Yea, we just federally subsidized an inefficient air-conditioning plant!
We'll pull the money from education or infrastructure or something. . . Nah, that makes people mad. Let's just get the debt up to 25 trillion in the next 4 years.
I mean... Kuz has a point.
We're giving huge tax incentives to a company that didn't want to be here simply because there are costs associated with paying workers fair wages and relying on decent safety standards. There are costs associated with existing in a first-world country, and that cut into their profits... What bargaining chip could we really use, other than making someone else pay for their company's location?
What's actually good about this? What great deal was actually struck? Who does it really benefit?
Tax burdens don't decrease just because someone gets a break on paying their portion of it - they get shifted. When a huge corporation gets a long-term break, the difference in the requirement for that bill just gets placed onto someone else. How is that fair to anyone but Carrier?

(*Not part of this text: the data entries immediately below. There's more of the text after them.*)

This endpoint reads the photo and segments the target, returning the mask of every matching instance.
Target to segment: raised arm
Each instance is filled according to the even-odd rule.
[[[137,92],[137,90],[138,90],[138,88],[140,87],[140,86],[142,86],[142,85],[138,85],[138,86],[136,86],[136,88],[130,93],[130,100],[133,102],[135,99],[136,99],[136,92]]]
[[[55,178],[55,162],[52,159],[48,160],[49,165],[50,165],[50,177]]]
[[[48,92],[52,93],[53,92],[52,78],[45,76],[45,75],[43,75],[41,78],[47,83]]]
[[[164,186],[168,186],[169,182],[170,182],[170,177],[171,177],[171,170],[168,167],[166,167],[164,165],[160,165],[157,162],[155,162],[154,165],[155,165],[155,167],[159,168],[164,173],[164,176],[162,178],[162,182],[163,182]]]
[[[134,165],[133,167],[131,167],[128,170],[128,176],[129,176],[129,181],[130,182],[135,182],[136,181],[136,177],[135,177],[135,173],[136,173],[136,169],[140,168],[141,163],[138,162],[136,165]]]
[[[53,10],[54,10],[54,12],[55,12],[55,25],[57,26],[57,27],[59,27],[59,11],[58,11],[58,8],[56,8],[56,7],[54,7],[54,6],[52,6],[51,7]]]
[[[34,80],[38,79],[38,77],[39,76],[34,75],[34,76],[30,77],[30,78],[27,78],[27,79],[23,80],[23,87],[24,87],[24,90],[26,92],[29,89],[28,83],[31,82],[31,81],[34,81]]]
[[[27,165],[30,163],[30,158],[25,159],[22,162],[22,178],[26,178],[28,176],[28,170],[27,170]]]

I'm glad that those wages stay here and those workers get to keep their jobs. But the overall issue is bigger than that, isn't it?
We're also forgetting that we, the consumer arm of the economy, can make better choices about which companies we purchase our products from. If an American organization wants to move their industry outside of our borders, and if we
truly care about the impact that such decisions have on our national production and commerce, then why don't we use that collective capital by investing into companies that want to stay here? Wouldn't that be the better outcome for everyone? It would not only put pressure on current and future companies to stay here, but it would reward those that do and keep all of that capital flowing inside the our system.
Rewarding a company for threatening to leave is not a very good deal, in my humble opinion. What precedent does it set for others?